With climate change comes significant risk of weather-related catastrophes, the likes of which could mimic Katrina and Sandy. Without more insurance companies acknowledging the exposure, we all stand to lose.

Victims of Hurricane Katrina helped by the National Guard.
Victims of Hurricane Katrina helped by the National Guard.
Credit: National Guard

Looking back over the last decade, it’s all too easy to recall environmental disasters that left thousands of families homeless.

Worse, after their losses families often found themselves unable to rebuild due to insurance loopholes and ill-prepared catastrophe models.

The most notable catastrophes include Hurricane Katrina and Hurricane Sandy, which caused upwards of $130 billion in direct damage combined – and more than double that in total economic losses.

According to Swiss Re, insurance covered less than a third of the $11.6 billion in global losses from weather-related disasters in 2013.

Looking ahead at climate related exposures, a report by CoreLogic found that more than 6.5 million homes along the U.S. Atlantic and Gulf Coasts are at risk of storm surge inundation, representing nearly $1.5 trillion in total potential reconstruction costs.

As climate change continues, leaving significant uncertainty and risk in how to best prepare properties against such “unforeseen” hazards from Mother Nature, insured parties need to start being more proactive and demanding improved options from insurance companies.

What Can Insureds Do?

Given the lengthy and widespread financial havoc that results from the existing perfunctory policies, we all have a stake in changing the norm.

Among the ways insureds can reduce exposure include: 1) understanding green risk management and 2) successful risk transfer to insurance companies.

However, just last fall, a report from Ceres, the nonprofit sustainability advocate, discovered “a profound lack of preparedness in addressing climate-related risks and opportunities.”

Based on 330 insurer disclosures last year in response to a climate risk survey, the study broke down the answers into a 4-point scale between “minimal” and “leading.” A mere 3% of companies received the top ranking:

Other key findings of the report found that insurers with more than $5 billion in direct premiums had stronger climate risk management practices than their smaller counterparts.

What’s more, only 1-in-10 insurers overall have issued public climate risk management statements articulating their understanding of climate science and it’s implications for their models.

The point is this: insurance companies across the board must not only acknowledge the real threats posited by climate change, but actually change their models and policies to better protect supply chains, buildings, crops and other assets that if left underinsured could eventually succumb to extreme weather scenarios and ultimately end up costing the government significantly more.

So what can be done?

First, ensure that your policies are as sound as possible against climate change risks.
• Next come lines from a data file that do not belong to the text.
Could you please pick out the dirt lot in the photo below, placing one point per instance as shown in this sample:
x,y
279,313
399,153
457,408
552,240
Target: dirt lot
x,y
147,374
Check for gaps in insurance coverage and exposure to events likely to be associated with climate change. Educate yourself on the types of coverage you need for your respective assets and call your insurer to discuss the options.

Second, consider advocating for stronger insurance requirements through the federal government. The risks involved in inadequate insurance policies are momentous and if we fail to act and be prepared, the consequences will continue to be dire.